At 12 o’clock on the amp, it’s plenty loud for practice, recording, and even small gigs, and the driver enters a surprisingly smooth breakup when pushed harder. Compared to sealed and vented enclosures, open-baffle speakers can have a sort of blurry, ambient characteristic to the way that they fill a room. In this case, that’s exactly what I wanted.
With the baffle being roughly 2′ x 2′, the unit is able to reproduce frequencies down to about 200 Hz before phase cancellation occurs between the front and rear emissions, as described earlier. This is a substantial improvement over Squawker 1.0, which dropped off a cliff more than an octave above that, at 450 Hz. While the guitar’s lowest fundamental is around 82 Hz in E standard, the bottom octave is of limited use in many contexts, and is often removed from the mix to leave space for bass instruments like kick drum and electric bass guitar. The majority of the guitar’s useful low-end comes instead from the second harmonic (starting at around 165 Hz on the low E).
I haven’t measured the high-end response, but I’d estimate that it has substantial output up to about 3 kHz; a tad dark compared to a modern guitar driver, but I’m definitely not losing sleep over it. This is the Squawker I’d always imagined.

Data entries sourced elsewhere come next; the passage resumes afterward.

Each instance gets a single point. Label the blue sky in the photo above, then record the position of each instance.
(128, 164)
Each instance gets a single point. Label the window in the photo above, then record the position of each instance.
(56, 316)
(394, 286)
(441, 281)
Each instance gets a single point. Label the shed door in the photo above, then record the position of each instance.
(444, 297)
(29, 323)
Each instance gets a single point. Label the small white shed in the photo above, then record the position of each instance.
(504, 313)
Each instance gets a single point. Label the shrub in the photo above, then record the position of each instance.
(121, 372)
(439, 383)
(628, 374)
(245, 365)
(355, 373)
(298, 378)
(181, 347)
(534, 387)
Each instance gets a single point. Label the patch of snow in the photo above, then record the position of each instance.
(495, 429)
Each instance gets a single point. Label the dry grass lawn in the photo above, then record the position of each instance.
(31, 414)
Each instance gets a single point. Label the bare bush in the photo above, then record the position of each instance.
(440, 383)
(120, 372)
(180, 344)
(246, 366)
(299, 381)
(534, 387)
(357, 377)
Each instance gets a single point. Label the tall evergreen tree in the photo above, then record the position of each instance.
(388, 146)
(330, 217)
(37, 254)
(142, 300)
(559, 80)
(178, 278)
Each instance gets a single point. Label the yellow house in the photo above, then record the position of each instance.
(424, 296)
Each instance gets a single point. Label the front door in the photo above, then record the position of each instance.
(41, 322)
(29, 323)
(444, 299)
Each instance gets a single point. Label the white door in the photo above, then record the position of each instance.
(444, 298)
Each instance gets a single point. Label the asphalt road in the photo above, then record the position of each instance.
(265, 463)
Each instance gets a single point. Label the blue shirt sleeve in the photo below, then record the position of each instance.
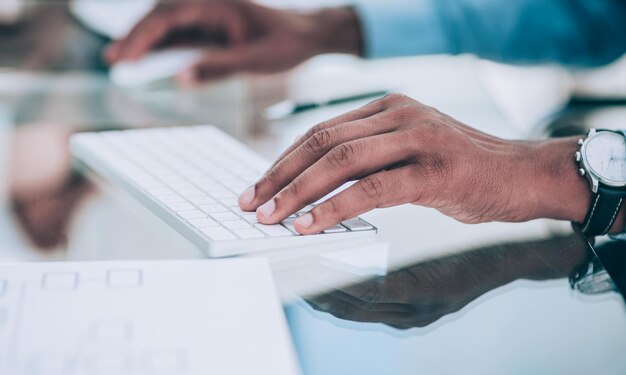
(569, 32)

Being a hi-fi woofer intended for full-range music reproduction in the living room, it lacks the inherent coloration and compression that is often expected from a guitar speaker; it has a sort of neutral quality to it that makes it a good ‘clean slate’ for tone shaping with pedals and the like. When driven hard with distortion, it ‘barks’ nicely, and has a surprisingly articulate character compared to the 10″ Eminence guitar driver in my practice amp. It’s not that it’s better or worse - it just sounds different in a way that I get excited about. If the tear in the cone is introducing any nonlinearities (and I’m inclined to think that it is), then goddamn it, I love them, and I definitely don’t plan on mending the tear.
Pretty cool what you can toss together with a lucky pull from the garbage!